Runabot Network Architecture & Firewall#

This page describes the complete network topology of a Runabot tenant environment: how traffic flows between every component, and where authentication/authorisation and network firewall controls are enforced.

Legend#

Symbol	Meaning
🔥	Cilium / Kubernetes `NetworkPolicy` or `CiliumNetworkPolicy` firewall boundary
🔐	Authentication / Authorisation check (Ory Kratos + OpenFGA)
➡️	Allowed flow
✋	Blocked by default (explicit allowlist required)

Component Diagram#

The diagram below shows one user’s namespace (dev-alice) inside the cluster.

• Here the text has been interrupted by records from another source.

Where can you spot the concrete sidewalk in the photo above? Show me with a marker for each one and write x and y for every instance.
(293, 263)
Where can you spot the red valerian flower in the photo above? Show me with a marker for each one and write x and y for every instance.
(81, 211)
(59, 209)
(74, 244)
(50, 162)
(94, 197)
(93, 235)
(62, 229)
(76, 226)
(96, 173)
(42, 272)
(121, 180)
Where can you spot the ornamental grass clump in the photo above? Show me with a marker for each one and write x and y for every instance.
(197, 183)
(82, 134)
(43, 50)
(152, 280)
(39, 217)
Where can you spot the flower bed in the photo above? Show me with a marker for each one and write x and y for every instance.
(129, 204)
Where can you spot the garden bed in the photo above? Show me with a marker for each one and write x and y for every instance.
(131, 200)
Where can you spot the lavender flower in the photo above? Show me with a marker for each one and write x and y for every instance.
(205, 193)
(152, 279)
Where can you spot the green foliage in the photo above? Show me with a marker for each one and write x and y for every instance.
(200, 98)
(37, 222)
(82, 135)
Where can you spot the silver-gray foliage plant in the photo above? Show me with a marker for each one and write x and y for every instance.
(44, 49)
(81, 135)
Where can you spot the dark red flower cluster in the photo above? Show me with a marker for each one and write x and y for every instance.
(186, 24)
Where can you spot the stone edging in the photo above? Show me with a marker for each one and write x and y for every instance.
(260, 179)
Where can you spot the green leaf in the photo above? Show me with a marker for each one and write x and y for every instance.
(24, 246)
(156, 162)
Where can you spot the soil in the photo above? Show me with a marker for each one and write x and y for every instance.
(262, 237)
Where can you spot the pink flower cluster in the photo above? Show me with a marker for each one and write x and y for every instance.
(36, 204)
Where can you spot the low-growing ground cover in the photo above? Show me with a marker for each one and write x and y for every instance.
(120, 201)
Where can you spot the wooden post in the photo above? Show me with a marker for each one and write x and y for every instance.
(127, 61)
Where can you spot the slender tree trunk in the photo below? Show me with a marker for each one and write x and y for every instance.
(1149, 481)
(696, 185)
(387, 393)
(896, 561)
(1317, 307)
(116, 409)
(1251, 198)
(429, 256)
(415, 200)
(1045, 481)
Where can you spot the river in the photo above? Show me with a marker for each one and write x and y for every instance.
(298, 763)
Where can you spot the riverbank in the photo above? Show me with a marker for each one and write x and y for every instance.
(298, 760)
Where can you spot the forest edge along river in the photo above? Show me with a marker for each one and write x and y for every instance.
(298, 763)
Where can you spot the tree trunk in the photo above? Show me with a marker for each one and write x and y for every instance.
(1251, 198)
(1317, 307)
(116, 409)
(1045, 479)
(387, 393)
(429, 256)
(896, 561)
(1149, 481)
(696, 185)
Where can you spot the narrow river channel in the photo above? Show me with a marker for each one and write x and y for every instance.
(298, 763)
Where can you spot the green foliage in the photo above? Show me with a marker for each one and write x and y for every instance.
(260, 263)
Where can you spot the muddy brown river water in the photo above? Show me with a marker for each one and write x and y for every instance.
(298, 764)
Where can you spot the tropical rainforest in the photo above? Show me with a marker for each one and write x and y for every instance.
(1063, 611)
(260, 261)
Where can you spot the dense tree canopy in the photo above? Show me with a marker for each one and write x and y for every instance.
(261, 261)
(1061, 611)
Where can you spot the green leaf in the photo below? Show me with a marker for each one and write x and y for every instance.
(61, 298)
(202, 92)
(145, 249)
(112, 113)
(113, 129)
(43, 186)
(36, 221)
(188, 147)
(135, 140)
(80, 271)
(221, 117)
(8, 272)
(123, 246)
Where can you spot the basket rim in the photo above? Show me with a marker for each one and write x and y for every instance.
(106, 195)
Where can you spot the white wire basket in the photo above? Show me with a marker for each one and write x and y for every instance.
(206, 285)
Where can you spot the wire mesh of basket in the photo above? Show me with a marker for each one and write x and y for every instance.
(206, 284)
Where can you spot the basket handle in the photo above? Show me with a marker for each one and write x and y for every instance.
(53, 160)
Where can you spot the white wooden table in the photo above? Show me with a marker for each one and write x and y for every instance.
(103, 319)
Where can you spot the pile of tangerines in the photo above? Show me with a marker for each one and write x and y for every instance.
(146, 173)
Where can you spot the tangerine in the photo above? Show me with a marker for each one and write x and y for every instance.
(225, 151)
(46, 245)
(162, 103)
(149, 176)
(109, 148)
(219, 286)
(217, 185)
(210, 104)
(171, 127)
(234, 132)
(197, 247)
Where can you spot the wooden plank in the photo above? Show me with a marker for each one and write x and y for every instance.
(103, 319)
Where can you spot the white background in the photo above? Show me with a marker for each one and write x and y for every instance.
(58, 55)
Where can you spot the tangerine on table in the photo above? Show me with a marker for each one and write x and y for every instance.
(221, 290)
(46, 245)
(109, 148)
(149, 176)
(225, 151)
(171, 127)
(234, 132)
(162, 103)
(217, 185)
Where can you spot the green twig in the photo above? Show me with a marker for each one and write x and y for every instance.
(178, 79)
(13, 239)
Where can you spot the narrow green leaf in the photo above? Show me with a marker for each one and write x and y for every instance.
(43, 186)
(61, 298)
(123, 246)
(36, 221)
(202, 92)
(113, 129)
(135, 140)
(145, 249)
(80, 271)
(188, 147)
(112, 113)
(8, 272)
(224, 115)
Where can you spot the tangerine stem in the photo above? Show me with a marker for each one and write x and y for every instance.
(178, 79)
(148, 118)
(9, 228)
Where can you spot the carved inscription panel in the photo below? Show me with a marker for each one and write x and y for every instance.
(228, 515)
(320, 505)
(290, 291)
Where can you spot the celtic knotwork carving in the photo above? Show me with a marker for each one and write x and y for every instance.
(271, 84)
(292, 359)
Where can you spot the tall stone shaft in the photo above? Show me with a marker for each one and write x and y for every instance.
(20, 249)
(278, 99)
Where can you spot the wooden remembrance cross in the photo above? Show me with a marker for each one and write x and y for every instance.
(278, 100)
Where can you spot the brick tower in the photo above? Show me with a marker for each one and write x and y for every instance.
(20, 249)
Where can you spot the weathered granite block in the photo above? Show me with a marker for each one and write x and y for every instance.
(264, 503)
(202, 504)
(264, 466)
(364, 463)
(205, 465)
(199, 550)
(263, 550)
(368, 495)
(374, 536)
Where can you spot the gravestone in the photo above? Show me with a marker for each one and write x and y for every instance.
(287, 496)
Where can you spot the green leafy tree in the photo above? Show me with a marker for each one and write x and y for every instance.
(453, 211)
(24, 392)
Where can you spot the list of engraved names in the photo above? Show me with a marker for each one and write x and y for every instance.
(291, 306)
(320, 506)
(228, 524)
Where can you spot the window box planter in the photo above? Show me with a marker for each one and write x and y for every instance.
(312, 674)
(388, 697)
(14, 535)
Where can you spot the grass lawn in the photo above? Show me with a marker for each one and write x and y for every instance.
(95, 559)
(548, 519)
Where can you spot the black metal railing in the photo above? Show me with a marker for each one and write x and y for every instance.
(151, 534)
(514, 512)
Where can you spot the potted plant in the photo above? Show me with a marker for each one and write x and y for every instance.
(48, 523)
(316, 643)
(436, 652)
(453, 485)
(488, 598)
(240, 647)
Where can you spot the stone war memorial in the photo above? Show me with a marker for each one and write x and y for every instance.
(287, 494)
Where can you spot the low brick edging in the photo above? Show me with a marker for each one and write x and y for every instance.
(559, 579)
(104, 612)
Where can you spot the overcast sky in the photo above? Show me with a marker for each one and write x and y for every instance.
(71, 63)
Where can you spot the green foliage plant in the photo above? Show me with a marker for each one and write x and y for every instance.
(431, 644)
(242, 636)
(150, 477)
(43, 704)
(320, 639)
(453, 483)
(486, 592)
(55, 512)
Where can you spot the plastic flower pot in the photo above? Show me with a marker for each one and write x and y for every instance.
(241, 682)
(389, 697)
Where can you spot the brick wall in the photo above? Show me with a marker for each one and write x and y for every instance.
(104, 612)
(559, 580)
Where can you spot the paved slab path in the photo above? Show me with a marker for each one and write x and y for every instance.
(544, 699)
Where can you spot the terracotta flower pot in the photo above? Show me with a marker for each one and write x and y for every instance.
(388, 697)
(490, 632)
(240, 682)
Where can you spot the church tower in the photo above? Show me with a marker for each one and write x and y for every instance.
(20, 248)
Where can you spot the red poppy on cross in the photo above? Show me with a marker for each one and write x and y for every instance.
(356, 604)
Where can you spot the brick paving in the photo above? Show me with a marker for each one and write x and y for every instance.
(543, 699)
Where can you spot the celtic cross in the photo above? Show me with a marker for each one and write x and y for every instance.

All egress from bot and addon pods is default-deny at the eBPF level; only explicitly whitelisted FQDNs or cluster endpoints are reachable.

flowchart TD
    %% ─── External actors ──────────────────────────────────────────
    Browser["🌐 User Browser<br />(HTTPS)"]
    Internet["☁️ Internet<br />(LLM APIs, web search)"]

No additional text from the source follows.